Thursday, May 22, 2008

Time

I know my posts have been few and far between lately. Time has been quite illusive for me as I have begun a new era in my life. But, today, I am taking the time to let you know that I will not be posting anything until at least June 2. I will be busily unbusy.

Today, Husband and I depart to take an anniversary cruise. You may remember that two years ago we took our first cruise for our 25th anniversary. We loved it. We cruised the Mediterranean from Spain to Italy to France and had the time of our lives.

It's been two years since that momentous trip. Yes, I will be married 27 years on May 30, 2008, and, yes, it is difficult to believe that time really is ticking away at record speed. (I would love to reminisce with you at this point about the poignant moments of our marriage, but I don't have the time).
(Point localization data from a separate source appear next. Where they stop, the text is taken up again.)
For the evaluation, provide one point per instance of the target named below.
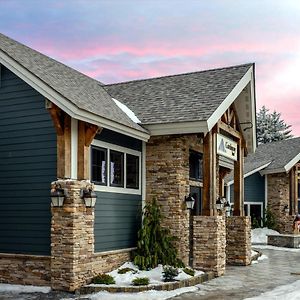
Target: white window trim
(113, 189)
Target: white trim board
(63, 103)
(250, 173)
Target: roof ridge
(181, 74)
(49, 57)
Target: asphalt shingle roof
(84, 92)
(277, 154)
(178, 98)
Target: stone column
(238, 240)
(72, 239)
(209, 240)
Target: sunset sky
(120, 40)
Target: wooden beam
(239, 182)
(209, 174)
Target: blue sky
(121, 40)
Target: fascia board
(63, 103)
(250, 173)
(214, 118)
(176, 128)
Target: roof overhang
(250, 172)
(285, 168)
(64, 104)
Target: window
(115, 168)
(195, 165)
(132, 171)
(99, 165)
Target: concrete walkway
(243, 282)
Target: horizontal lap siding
(117, 220)
(27, 167)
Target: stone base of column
(238, 240)
(209, 240)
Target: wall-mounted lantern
(58, 195)
(190, 202)
(89, 196)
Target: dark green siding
(254, 188)
(27, 167)
(117, 220)
(112, 137)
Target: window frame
(125, 151)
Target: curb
(168, 286)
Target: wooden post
(239, 182)
(86, 134)
(209, 174)
(62, 124)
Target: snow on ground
(15, 288)
(154, 275)
(269, 247)
(285, 292)
(259, 235)
(148, 295)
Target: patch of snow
(16, 288)
(148, 295)
(127, 111)
(154, 275)
(277, 248)
(288, 291)
(259, 235)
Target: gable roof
(79, 95)
(271, 158)
(179, 98)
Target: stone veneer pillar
(209, 240)
(238, 240)
(72, 239)
(278, 198)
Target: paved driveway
(243, 282)
(237, 283)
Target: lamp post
(190, 202)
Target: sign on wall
(226, 147)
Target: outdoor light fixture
(190, 201)
(89, 196)
(58, 195)
(219, 204)
(227, 208)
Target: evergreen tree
(155, 244)
(270, 127)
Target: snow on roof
(127, 111)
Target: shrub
(169, 273)
(125, 270)
(103, 279)
(140, 281)
(189, 271)
(155, 243)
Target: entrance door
(196, 194)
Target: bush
(269, 220)
(189, 271)
(169, 273)
(103, 279)
(155, 243)
(140, 281)
(125, 270)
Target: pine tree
(270, 127)
(155, 243)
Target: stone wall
(24, 269)
(167, 173)
(238, 240)
(278, 198)
(209, 240)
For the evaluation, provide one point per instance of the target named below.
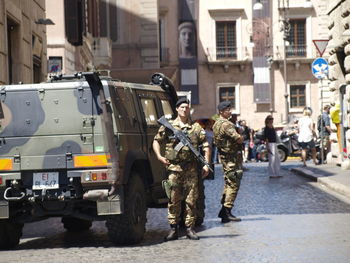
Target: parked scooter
(261, 150)
(290, 146)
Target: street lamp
(283, 6)
(44, 21)
(258, 5)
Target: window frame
(153, 99)
(236, 86)
(295, 53)
(226, 15)
(226, 24)
(305, 13)
(307, 95)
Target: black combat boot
(173, 233)
(191, 234)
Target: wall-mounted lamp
(308, 4)
(258, 5)
(251, 42)
(44, 21)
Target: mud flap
(113, 206)
(4, 210)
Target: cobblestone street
(287, 219)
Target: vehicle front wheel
(10, 233)
(129, 227)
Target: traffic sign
(321, 45)
(320, 68)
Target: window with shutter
(73, 12)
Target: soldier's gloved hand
(205, 171)
(240, 140)
(163, 160)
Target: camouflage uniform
(225, 137)
(182, 171)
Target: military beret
(224, 105)
(182, 100)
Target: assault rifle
(183, 141)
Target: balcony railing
(226, 52)
(296, 51)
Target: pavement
(329, 175)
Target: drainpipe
(342, 114)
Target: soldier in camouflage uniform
(182, 169)
(228, 142)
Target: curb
(338, 187)
(323, 180)
(306, 173)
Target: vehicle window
(125, 109)
(168, 112)
(149, 110)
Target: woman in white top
(306, 135)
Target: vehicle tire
(282, 154)
(10, 233)
(73, 224)
(129, 227)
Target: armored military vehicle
(80, 147)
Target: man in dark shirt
(326, 129)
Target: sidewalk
(329, 175)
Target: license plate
(45, 181)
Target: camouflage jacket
(196, 134)
(226, 136)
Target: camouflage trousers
(232, 176)
(183, 186)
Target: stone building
(76, 41)
(22, 41)
(339, 60)
(240, 56)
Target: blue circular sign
(320, 68)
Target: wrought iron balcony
(226, 52)
(296, 51)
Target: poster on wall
(55, 65)
(188, 49)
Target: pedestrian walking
(182, 168)
(247, 134)
(270, 140)
(324, 128)
(228, 142)
(306, 128)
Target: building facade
(242, 58)
(22, 41)
(339, 60)
(76, 41)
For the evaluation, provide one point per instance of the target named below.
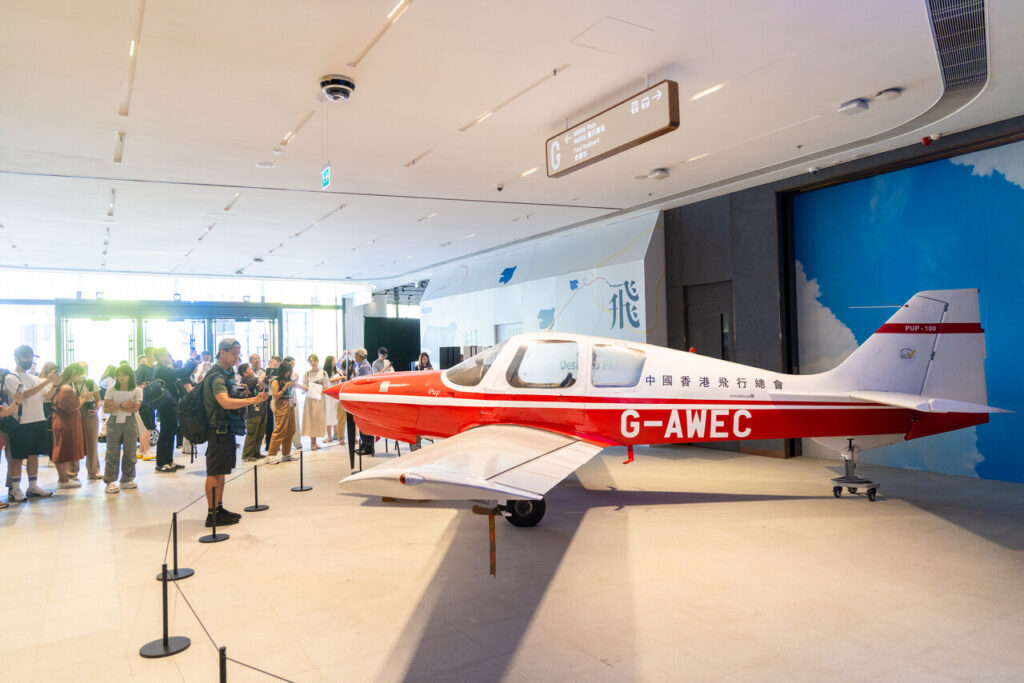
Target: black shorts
(29, 439)
(219, 453)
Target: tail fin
(933, 346)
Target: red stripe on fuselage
(930, 329)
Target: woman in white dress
(331, 403)
(313, 417)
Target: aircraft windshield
(471, 371)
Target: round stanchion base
(176, 574)
(214, 538)
(158, 649)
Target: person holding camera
(221, 399)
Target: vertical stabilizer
(932, 346)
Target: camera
(337, 88)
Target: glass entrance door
(179, 337)
(99, 342)
(256, 336)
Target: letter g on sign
(630, 425)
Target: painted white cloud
(1008, 160)
(824, 341)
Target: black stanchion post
(214, 538)
(301, 485)
(168, 644)
(256, 507)
(175, 573)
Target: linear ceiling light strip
(494, 110)
(392, 16)
(133, 45)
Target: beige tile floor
(688, 564)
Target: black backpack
(9, 423)
(193, 420)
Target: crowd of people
(64, 415)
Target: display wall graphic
(951, 223)
(595, 280)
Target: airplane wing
(907, 400)
(488, 462)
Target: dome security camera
(337, 88)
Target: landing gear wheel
(524, 513)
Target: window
(546, 365)
(471, 371)
(615, 366)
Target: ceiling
(213, 88)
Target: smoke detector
(337, 88)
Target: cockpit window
(471, 371)
(545, 365)
(615, 366)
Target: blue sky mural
(947, 224)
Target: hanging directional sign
(638, 119)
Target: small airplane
(519, 417)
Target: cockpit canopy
(554, 364)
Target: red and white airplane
(521, 416)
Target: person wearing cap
(28, 440)
(217, 388)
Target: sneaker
(36, 492)
(221, 519)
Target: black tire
(525, 513)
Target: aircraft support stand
(850, 479)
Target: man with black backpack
(219, 390)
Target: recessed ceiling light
(705, 93)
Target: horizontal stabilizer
(907, 400)
(492, 462)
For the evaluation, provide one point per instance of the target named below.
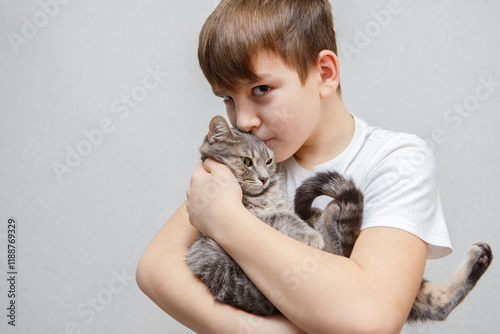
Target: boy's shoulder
(380, 142)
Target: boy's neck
(331, 137)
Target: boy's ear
(328, 66)
(219, 130)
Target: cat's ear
(219, 130)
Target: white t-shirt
(397, 174)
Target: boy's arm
(165, 278)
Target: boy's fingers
(216, 168)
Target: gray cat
(334, 230)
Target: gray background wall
(66, 69)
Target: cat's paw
(480, 257)
(312, 238)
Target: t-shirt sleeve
(401, 192)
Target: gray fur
(334, 230)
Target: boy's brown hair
(296, 30)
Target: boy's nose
(247, 121)
(247, 118)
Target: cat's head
(250, 160)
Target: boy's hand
(212, 192)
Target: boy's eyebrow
(260, 77)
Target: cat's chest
(272, 201)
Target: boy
(274, 63)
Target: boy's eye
(247, 162)
(261, 90)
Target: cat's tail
(344, 193)
(435, 302)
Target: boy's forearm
(307, 285)
(165, 278)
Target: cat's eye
(261, 90)
(247, 162)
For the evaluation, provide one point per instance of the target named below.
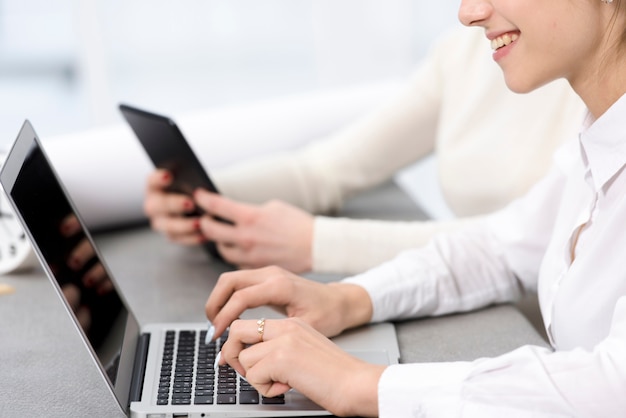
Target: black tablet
(168, 149)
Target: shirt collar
(604, 143)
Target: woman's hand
(169, 212)
(274, 233)
(329, 308)
(291, 354)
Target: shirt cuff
(422, 389)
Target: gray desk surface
(45, 372)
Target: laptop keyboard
(188, 375)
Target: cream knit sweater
(491, 146)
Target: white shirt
(527, 245)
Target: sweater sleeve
(351, 246)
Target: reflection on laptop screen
(71, 258)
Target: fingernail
(209, 334)
(217, 361)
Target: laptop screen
(69, 256)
In just a few short hours, 10 a.m. cdt, Husband's dad will be here to deliver us to our flight. We will enter the doors to a vessel that will transport us to a wonderland of discovery, historical significance, and just plain enjoyment. Our first stop is Milan, where we will encounter Da Vinci's The Last Supper. We will hop a train to Venice, travel the Grand Canal, enter the wonderland of Cruising. From there we will see new and wondrous sights in Croatia, Greece, and Turkey. I am ready for those seven days of adventure.

This year I have an idea of what to imagine as I pack my last few items. The most anticipated is 10 days alone with Husband. We will dream big for our children, plan well for our future, rest up for our present, and (above all) worship our God who never fails to please us with His Goodness, Generosity, and Grace. Why He would bestow such pleasure to me is beyond my scope of understanding.

Thank you, Father, for everything we have and do. I know it is straight from your hand. Let us glorify You in all we do and say.

Wednesday, May 14, 2008

Last Junior

Whew!!! Working, even part time, really cuts into my day. I am working a few extra hours since we are short staffed. I'll help out as long as I can. But, when I start school, that will be my primary priority.

Today is a really significant day for a few of us in our household. This is 17's last day as a junior in high school. She's taking her two last finals and then she's a senior. Our last senior. She has had a challenging year, to say the least. Emotionally we have been through the ringer. As I recall, though, 24 and 19 also had their roughest years as juniors. Sometimes girls are so brutal to one another.

Many questions flood my mind as I look ahead to her senior year. Will she depend on the Lord to emotionally encourage her? How can I propel her into her future and not hinder her from taking responsibility for herself? Will she choose righteousness? Will her disappointments in people affect her for her good or cause her to expect the worst in others?

Well, here is my answer to my own queries: I don't know. She must decide for herself. However, I will pray, pray, and pray more. The Lord can meet her need. The Lord can give her hope for a future and a love for others, even though disappointments come. The Lord can develop her into fabulously, tender, beautiful woman of honor and grace.